Para Ludmila Koch, oncologista do Hospital Albert Einstein, o tratamento deveria ser composto por três etapas: a fase do diagnóstico e tratamento, a fase da remissão, e a terceira: o retorno do paciente a sua vida pessoal e profissional.

"Às vezes, após o tratamento, o paciente se sente abandonado. Ele é curado do tumor mas tem um adoecimento psicossocial", diz a médica, que participou da mesa ao lado da psicóloga oncológica Paula Kioroglo, do Hospital Sírio Libanês, e do ex-paciente Paulo Henrique Velloso.

Segundo Kioroglo, doenças como transtorno de ansiedade e depressão afetam ex-pacientes que não conseguem lidar com suas sequelas ou com a possibilidade de uma recidiva.

"Não é normal um paciente com câncer estar deprimido. Se está, precisa de cuidados, para que não seja mais um fator que atrapalhe sua melhora", afirmou a psicóloga.

Para Kioroglo, é essencial adaptar as expectativas para o novo estilo de vida depois do tratamento. "Alguns têm sequelas físicas como a perda das mamas, da potência sexual, outras vezes psicológicas."

"O ex-paciente passa por um luto. Não pela morte, mas pela mudança e pela perda uma vida que existia antes e agora não tem mais", acrescentou.

Esse processo, segundo a psicóloga, pode ser transformado em algo positivo. "Alguns vivenciam um crescimento pós-traumático por causa do câncer".

REALINHAMENTO

É o caso de Paulo Henrique Velloso. Ele foi diagnosticado com seminoma aos 17 anos, enquanto estudava para o vestibular. Após a cura, descobriu um segundo câncer, aos 20: linfoma Hodgkin, e de novo, aos 23, um linfoma não-Hodgkin.

"Essas três lutas serviram para realinhar alguns valores da minha vida, avaliar o que realmente importa.

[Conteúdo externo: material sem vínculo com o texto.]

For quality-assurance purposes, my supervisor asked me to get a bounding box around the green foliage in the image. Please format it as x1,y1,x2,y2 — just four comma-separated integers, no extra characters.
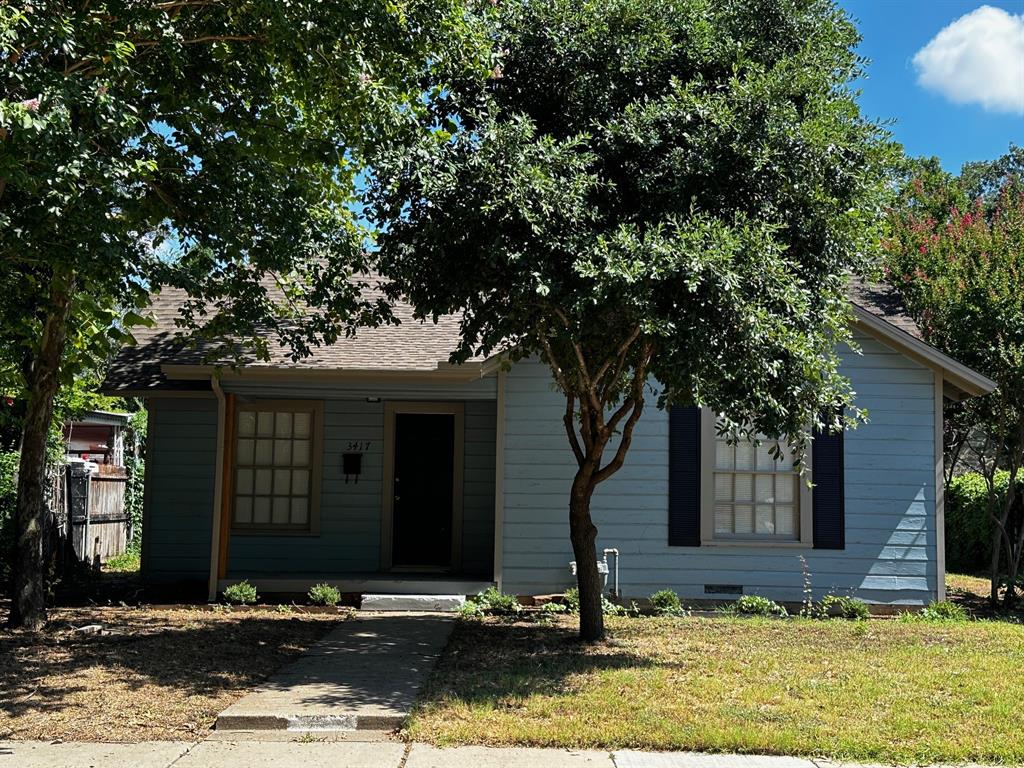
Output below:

O que antes eu chamava 'problema', hoje eu chamo de imprevisto", diz.

Para Velloso, o mais importante após o câncer é encontrar uma atividade que propicie bem-estar. "No meu caso foi o esporte", diz. Depois da recuperação ele completou duas vezes a prova Ironman, onde cada participante tem que nadar 3,8 km, percorrer 180 km de bicicleta e correr mais 42 km. "Cada pessoa tem que procurar aquilo que lhe dá prazer."

FAMÍLIA

O ideal é que a terapia envolva não apenas o doente. "Cuidar da família é cuidar indiretamente do paciente", diz Kioroglo. "Os profissionais de saúde não têm, em sua formação, o desenvolvimento de competências técnicas para lidar com os familiares", diz.

Velloso afirma que uma das partes mais difíceis da sua experiência foi ver o impacto que a doença causou em âmbito familiar. "As pessoas tinham dúvidas se eu seria curado e tentavam esconder isso de mim. Mas a gente consegue captar".

Para Kioroglo, a atenção familiar se torna ainda mais importante nos casos de câncer pediátrico. Nesses casos, há dois problemas muito comuns. O primeiro é não conversar sobre a doença com a criança. A segundo é uma superproteção por parte dos pais.

"Os pacientes crescem e se tornam adultos incapazes de lidar com frustrações e problemas da vida", diz a psicóloga.

CULPA

Outro ponto debatido na mesa foi a ideia de que o câncer se desenvolve em pessoas tristes ou que guardam mágoas. Segundo Koch e Kioroglo, esse é um mito que deve ser combatido.

Para Koch, pesquisas e estudos recentes não indicam essa correlação. "Estresse desenvolve uma mudança metabólica que afeta nosso sistema imunológico, mas o câncer é multifatorial, tem diversas causas", diz.

"As pessoas não podem se sentir culpadas pelo aparecimento de um câncer", diz Kioroglo.